The perioperative internship program runs for 16 weeks and is followed by a 26-week orientation.
“The first 10 weeks of the program involves the participants working in a skills lab which allows them to practice their skills in a safe environment. They then move to clinicals,” Raynor said.
Following the 16-week internship portion, the interns begin the orientation section of the program, where they rotate throughout the various service teams at Southwest. The orientation gives the RNs a chance to experience work in different practice settings found throughout the hospital.
They rotate through specialties such as gynecology, ENT, plastic surgery, neurology and orthopedics, Raynor said. If nurses find they are interested in a more specialized service line, such as robotics or CVOR, they will have the option of exploring their area of interest in greater depth in the future.
Interns and staff RNs are videotaped as they perform periOperative patient simulation exercises.
“The whole idea of the 16-week program is to build a foundation, and then go to the shift that they’ve been hired into and start working as independently as possible,” she said.
Because of the specialized nature of the OR in general, many nurses find that it takes about 18 months to feel completely comfortable in the operating room. The intern program is set up in such a way that it allows nurses the opportunity and freedom to work independently, but they also have the resources around them to ask for additional assistance when needed.
The program is designed for nurses of all skill levels and specialties, and provides a venue for experienced nurses to explore a new specialty and for new nurses to gain that all-important clinical experience.
“When we first started the program we decided not to take new grads because we were new to the program, and just getting started,” Raynor explained. “As we got into the program, we realized that new grads would be great for this.”
The hospital is currently doing about one class a year, and each session includes an average of five nurses. Candidates have been applying from all across the nation, and the nurses are selected and reviewed on an individual basis, with an emphasis on education, critical thinking skills, life and career experiences, and overall ability.

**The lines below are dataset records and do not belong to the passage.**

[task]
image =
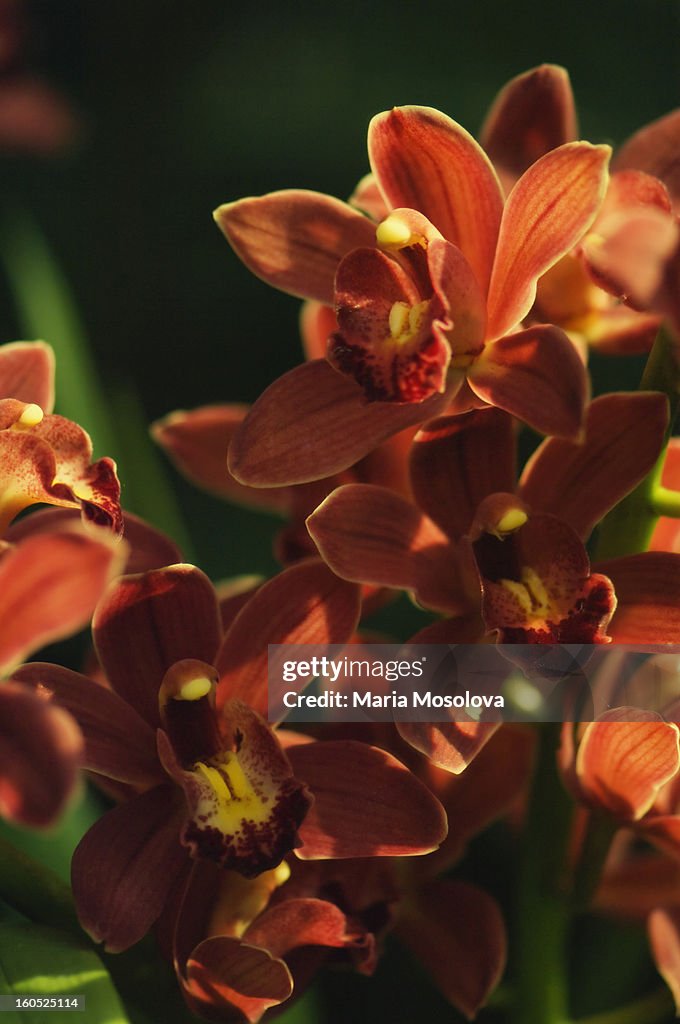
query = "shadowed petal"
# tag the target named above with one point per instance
(245, 806)
(367, 804)
(228, 980)
(622, 765)
(654, 148)
(198, 442)
(49, 585)
(457, 932)
(40, 755)
(451, 745)
(532, 115)
(665, 938)
(146, 623)
(295, 923)
(294, 239)
(424, 161)
(118, 742)
(370, 535)
(580, 482)
(538, 376)
(549, 210)
(305, 604)
(27, 373)
(456, 461)
(125, 866)
(313, 422)
(389, 341)
(647, 588)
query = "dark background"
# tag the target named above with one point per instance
(184, 105)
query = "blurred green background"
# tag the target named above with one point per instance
(185, 105)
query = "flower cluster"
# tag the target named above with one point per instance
(451, 306)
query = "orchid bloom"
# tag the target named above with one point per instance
(429, 301)
(285, 924)
(634, 233)
(46, 458)
(180, 735)
(493, 556)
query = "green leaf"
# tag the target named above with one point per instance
(43, 962)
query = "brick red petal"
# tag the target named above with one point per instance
(198, 441)
(664, 929)
(305, 922)
(313, 422)
(533, 114)
(367, 197)
(667, 531)
(655, 150)
(457, 932)
(371, 535)
(50, 463)
(451, 745)
(146, 547)
(424, 161)
(126, 865)
(456, 461)
(27, 373)
(40, 756)
(367, 804)
(622, 765)
(647, 589)
(49, 585)
(228, 980)
(303, 604)
(295, 239)
(147, 622)
(581, 481)
(118, 742)
(538, 376)
(547, 213)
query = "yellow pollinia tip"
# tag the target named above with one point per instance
(392, 232)
(510, 521)
(194, 689)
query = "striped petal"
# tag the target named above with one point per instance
(547, 213)
(313, 422)
(294, 239)
(538, 376)
(580, 482)
(370, 535)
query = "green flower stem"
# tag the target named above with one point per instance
(628, 528)
(599, 833)
(544, 909)
(35, 891)
(667, 502)
(654, 1009)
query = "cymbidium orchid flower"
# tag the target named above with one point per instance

“We want the best applicants we can get,” Raynor said. “We have had ER nurses, hospice nurses and other nurses of all different specialties and scopes in the program so far. We have even had someone with experience in the correctional system. We look at every person and how we can grow them to be the best nurse possible.”
Raynor hopes that the program at Southwest and other nurse internship programs will help to develop more qualified candidates for specialties that need extra training and additional education.
“One thing about OR nursing is it isn’t really taught in nursing schools,” she noted. “We are hidden behind closed doors and we want to open it up. There really is that need for places to have these internal programs with AORN setting the standards.”